There’s usually one person responsible for packing a touring 4×4. Don’t upset them.

DO YOU WANT TO make the person packing the car angry? It’s easy, just try these top tips:

1. Is it…?

“Have you packed the…?”
“Yes it’s in the back.”

<5 minutes later>

“What about the …?”
“Yes, it’s in the back!”

2. Repack

“Do you need anything from that bag?”

“No, all done, it can be stowed”

<5 minutes later after four straps, three locks and two tiedowns have been secured>

“Err, I need that bag back…”

3.  Fully packed (1)

When someone puts three small bags in the back of the car and claims “there’s no space”.

4. Fully packed (2)

When someone puts three small items in a big bag and claims “there’s no more space”.

5. One more

“Is that all the bags to be packed?”

“Sure is!”

“Really? ”


<carries out the most perfect packing and storing, all space efficiently used, it’s a work of packing art>

“Oh I forgot I want to take these too….”

6. Where’s the…?

“I need the widget, where is it?”

“I put in in the black bag”

<5 minutes of undoing and retrieval.  Searches black bag>

“Where in this bag?”

“Umm, err…think it was the *other* bag actually!”

7.  Missed it

When everything just slots in perfectly into a bag. You zip it, stow it and slam the boot shut. Job done.

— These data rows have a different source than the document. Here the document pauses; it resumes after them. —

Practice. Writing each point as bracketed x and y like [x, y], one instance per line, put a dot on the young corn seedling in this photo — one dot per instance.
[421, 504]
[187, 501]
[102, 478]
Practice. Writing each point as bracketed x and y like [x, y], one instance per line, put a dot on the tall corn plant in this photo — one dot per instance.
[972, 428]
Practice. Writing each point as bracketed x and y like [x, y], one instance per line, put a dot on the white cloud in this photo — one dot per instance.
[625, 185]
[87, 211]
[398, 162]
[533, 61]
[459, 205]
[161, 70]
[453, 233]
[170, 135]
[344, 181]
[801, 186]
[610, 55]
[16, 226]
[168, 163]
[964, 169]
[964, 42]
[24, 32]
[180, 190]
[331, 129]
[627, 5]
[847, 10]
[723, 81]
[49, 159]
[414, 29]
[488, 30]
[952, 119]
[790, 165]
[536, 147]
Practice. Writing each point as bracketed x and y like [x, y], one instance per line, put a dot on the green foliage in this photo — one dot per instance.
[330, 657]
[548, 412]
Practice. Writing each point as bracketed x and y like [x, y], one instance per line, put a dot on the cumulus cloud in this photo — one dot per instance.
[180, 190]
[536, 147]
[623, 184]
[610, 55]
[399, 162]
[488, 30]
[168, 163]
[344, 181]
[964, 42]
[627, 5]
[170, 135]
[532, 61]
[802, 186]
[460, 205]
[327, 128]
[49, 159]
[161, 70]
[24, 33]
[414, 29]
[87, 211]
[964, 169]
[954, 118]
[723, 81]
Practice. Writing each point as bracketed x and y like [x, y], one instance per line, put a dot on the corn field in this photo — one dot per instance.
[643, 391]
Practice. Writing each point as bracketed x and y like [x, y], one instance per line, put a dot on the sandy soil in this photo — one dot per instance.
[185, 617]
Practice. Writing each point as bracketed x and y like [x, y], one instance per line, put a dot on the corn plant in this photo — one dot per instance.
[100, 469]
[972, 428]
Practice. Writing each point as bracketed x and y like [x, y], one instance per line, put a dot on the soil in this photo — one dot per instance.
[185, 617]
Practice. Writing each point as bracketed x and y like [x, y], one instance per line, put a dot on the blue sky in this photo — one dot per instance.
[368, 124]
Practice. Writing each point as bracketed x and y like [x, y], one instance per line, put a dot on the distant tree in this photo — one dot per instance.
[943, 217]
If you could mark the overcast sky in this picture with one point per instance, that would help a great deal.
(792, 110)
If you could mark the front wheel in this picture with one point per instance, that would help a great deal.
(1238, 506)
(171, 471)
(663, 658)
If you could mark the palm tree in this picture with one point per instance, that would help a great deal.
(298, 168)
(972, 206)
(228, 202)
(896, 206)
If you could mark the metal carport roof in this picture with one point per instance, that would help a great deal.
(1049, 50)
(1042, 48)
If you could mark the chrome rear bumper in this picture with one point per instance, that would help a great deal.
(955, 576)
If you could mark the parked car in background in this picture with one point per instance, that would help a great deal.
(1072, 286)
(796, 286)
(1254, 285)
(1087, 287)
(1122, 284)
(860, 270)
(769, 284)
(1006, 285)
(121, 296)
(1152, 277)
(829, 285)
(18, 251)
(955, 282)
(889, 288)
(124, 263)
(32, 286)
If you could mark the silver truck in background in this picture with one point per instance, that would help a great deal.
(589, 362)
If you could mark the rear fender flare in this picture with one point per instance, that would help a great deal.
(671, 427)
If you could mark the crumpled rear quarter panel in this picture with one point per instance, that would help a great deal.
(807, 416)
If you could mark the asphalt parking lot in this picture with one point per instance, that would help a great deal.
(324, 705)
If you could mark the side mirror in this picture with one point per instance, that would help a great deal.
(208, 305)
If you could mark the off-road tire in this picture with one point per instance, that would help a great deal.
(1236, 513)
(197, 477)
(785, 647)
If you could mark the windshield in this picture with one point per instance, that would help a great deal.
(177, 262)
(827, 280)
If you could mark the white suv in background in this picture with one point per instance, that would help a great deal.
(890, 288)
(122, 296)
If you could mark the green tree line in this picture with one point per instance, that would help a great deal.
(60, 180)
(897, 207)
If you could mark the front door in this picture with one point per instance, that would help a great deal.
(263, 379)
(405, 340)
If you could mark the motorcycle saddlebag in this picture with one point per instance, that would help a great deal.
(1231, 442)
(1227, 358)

Then you turn around and find the one other item that should be in the bag. And there’s nobody to blame but yourself.

8. You knew it but you did it anyway

When you do a half-arsed job of tying things down and drive off, something comes loose and breaks. And you knew it would happen yet you did it anyway.

Did we miss any?

4×4 Packing Pointers

  1. Use a list – that way you won’t forget anything
  2. Put effort into the setup – spend time on getting exactly the right boxes and bags, tiedowns, storage systems and more.  Time saved in pack/unpack is valuable in the field, especially if it’s raining and cold!
  3. Always leave extra space – packing in the field is never as perfect as the test pack at home
  4. Order is important – not everything needs to be quickly accessible.  You’ll often need basic tools like screwdrivers and knives, but the heavy, rarely used tools can be stowed right at the back.
  5. Use all the space – under seats, attached to the chassis, on the roof, even maybe remove a trim panel and put some spares behind like belts
  6. Remember where it all is – there’s so much kit to carry you tend to forget where it is, and what you have.  Create a little list that shows you where you put that third shackle or set of spare fuses.
  7. Use quality boxes and bags – many items of gear come in plastic wrapping which just doesn’t work for travel.  Strong bags, maybe canvas, or tough boxes are what you need and want.